A day or two after the first of the year Roaring Bill set out to go over one of the uttermost trap lines. Five minutes after closing the door he was back.
"Easy with that fire, little person," he cautioned. "She's blowing out of the northwest again. The sparks are sailing pretty high. Keep your eye on it, Hazel."
"All right, Billum," she replied. "I'll be careful."
Not more than fifty yards separated the house and stable. At the stable end stood the stack of hay, a low hummock above the surrounding drift. Except for the place where Bill daily removed the supply for his horses there was not much foothold for a spark, since a thin coat of snow overlaid the greater part of the top. But there was that chance of catastrophe. The chimney of their fireplace yawned wide to the sky, vomiting sparks and ash like a miniature volcano when the fire was roughly stirred, or an extra heavy supply of dry wood laid on. When the wind whistled out of the northwest the line of flight was fair over the stack. It behooved them to watch wind and fire. By keeping a bed of coals and laying on a stick or two at a time a gale might roar across the chimney-top without sucking forth a spark large enough to ignite the hay. Hence Bill's warning. He had spoken of it before.
Hazel washed up her breakfast dishes, and set the cabin in order according to her housewifely instincts. Then she curled up in the chair which Bill had painstakingly constructed for her especial comfort with only ax and knife for tools. She was working up a pair of moccasins after an Indian pattern, and she grew wholly absorbed in the task, drawing stitch after stitch of sinew strongly and neatly into place. The hours flicked past in unseemly haste, so completely was she engrossed. When at length the soreness of her fingers warned her that she had been at work a long time, she looked at her watch.
"Goodness me! Bill's due home any time, and I haven't a thing ready to eat," she exclaimed. "And here's my fire nearly out."
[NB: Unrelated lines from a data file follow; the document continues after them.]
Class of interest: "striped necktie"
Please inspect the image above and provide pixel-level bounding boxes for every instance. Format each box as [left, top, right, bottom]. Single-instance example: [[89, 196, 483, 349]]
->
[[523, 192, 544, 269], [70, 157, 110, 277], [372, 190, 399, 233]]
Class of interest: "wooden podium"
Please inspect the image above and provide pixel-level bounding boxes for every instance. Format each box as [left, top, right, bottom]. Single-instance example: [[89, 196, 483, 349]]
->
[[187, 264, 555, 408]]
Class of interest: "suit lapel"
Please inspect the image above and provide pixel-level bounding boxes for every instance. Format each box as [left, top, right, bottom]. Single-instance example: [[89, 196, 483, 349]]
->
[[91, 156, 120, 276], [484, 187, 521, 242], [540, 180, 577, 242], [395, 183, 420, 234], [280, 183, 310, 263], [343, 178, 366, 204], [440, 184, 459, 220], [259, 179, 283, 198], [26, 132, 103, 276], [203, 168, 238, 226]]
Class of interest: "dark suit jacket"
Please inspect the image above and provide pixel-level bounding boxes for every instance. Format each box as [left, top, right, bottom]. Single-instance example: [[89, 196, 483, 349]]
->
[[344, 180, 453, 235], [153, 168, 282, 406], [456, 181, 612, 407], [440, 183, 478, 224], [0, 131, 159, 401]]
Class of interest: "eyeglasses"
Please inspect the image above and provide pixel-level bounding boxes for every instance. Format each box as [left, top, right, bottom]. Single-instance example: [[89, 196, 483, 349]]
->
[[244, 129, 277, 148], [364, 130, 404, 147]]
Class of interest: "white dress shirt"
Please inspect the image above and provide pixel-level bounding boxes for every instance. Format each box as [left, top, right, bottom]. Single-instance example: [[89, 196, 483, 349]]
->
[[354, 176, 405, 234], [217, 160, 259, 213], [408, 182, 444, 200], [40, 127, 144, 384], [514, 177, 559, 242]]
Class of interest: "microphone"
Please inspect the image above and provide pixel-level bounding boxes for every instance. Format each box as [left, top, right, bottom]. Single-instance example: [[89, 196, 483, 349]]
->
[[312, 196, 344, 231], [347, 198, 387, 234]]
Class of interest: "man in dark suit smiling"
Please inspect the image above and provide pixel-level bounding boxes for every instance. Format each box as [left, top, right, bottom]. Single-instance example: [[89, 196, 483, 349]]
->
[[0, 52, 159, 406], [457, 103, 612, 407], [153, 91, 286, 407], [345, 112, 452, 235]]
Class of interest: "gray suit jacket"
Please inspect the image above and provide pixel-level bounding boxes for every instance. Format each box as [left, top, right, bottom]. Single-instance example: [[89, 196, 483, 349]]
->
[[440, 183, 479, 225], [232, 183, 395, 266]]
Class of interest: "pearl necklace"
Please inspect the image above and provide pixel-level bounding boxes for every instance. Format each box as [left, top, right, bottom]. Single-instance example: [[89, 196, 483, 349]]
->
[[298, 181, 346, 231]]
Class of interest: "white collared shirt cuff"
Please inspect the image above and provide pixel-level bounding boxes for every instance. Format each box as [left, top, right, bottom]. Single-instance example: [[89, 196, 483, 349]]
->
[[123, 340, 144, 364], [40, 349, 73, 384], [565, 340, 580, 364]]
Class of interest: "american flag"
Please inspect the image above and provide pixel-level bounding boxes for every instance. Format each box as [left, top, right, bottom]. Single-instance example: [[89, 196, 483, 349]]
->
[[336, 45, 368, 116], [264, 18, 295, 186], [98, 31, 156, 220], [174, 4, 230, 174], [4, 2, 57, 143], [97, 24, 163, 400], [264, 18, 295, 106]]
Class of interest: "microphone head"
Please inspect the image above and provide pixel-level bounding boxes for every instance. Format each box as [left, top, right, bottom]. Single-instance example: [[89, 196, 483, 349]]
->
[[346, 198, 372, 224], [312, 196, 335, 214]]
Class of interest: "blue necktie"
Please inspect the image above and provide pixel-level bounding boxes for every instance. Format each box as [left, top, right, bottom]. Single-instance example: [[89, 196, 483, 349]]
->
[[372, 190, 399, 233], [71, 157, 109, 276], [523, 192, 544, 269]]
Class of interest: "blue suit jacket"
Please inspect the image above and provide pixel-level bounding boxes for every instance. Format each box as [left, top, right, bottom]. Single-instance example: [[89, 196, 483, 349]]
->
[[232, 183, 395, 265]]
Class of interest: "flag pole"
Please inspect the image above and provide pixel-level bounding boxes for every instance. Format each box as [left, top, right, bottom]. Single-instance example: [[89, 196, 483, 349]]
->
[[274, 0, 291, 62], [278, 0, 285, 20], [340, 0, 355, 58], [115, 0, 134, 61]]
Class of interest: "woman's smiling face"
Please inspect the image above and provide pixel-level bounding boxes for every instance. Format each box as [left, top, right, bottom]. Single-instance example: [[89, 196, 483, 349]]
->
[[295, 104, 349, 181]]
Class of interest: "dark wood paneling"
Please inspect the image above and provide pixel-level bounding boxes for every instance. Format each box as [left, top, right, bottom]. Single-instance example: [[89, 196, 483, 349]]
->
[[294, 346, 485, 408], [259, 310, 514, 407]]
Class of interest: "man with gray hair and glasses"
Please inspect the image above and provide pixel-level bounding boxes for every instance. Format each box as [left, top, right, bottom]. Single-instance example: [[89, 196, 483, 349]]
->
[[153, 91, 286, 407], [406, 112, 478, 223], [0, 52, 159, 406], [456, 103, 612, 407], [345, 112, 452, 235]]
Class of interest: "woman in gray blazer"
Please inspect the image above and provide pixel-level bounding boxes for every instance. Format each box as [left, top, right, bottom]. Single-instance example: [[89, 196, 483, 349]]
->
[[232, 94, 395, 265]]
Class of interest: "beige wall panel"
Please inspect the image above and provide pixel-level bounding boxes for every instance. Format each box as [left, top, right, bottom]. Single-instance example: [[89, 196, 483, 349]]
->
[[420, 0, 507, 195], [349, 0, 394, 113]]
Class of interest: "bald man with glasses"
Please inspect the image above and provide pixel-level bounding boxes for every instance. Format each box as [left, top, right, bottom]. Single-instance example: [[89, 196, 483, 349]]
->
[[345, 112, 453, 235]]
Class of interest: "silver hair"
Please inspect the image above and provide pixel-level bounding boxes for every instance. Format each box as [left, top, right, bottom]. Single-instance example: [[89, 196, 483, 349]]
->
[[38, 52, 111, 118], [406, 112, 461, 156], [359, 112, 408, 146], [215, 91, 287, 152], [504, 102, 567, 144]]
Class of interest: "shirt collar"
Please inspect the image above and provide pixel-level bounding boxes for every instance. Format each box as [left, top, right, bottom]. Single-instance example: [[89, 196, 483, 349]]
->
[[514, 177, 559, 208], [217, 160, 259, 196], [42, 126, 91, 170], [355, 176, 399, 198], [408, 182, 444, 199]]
She piled on wood, and stirring the coals under it, fanned them with her husband's old felt hat, forgetful of sparks or aught but that she should be cooking against his hungry arrival. Outside, the wind blew lustily, driving the loose snow across the open in long, wavering ribbons. But she had forgotten that it was in the dangerous quarter, and she did not recall that important fact even when she sat down again to watch her moose steaks broil on the glowing coals raked apart from the leaping blaze. The flames licked into the throat of the chimney with the purr of a giant cat.
No sixth sense warned her of impending calamity. It burst upon her with startling abruptness only when she opened the door to throw out some scraps of discarded meat, for the blaze of the burning stack shot thirty feet in the air, and the smoke rolled across the meadow in a sooty manner.
Bareheaded, in a thin pair of moccasins, without coat or mittens to fend her from the lance-toothed frost. Hazel ran to the stable. She could get the horses out, perhaps, before the log walls became their crematory. But Bill, coming in from his traps, reached the stable first, and there was nothing for her to do but stand and watch with a sickening self-reproach. He untied and clubbed the reluctant horses outside. Already the stable end against the hay was shooting up tongues of flame. As the blaze lapped swiftly over the roof and ate into the walls, the horses struggled through the deep drift, lunging desperately to gain a few yards, then turned to stand with ears pricked up at the strange sight, shivering in the bitter northwest wind that assailed their bare, unprotected bodies.
Bill himself drew back from the fire, and stared at it fixedly. He kept silence until Hazel timidly put her hand on his arm.
"You watched that fire all right, didn't you?" he said then.
"Bill, Bill!" she cried. But he merely shrugged his shoulders, and kept his gaze fixed on the burning stable.
To Hazel, shivering with the cold, even close as she was to the intense heat, it seemed an incredibly short time till a glowing mound below the snow level was all that remained; a black-edged pit that belched smoke and sparks. That and five horses humped tail to the driving wind, stolidly enduring. She shuddered with something besides the cold. And then Bill spoke absently, his eyes still on the smoldering heap.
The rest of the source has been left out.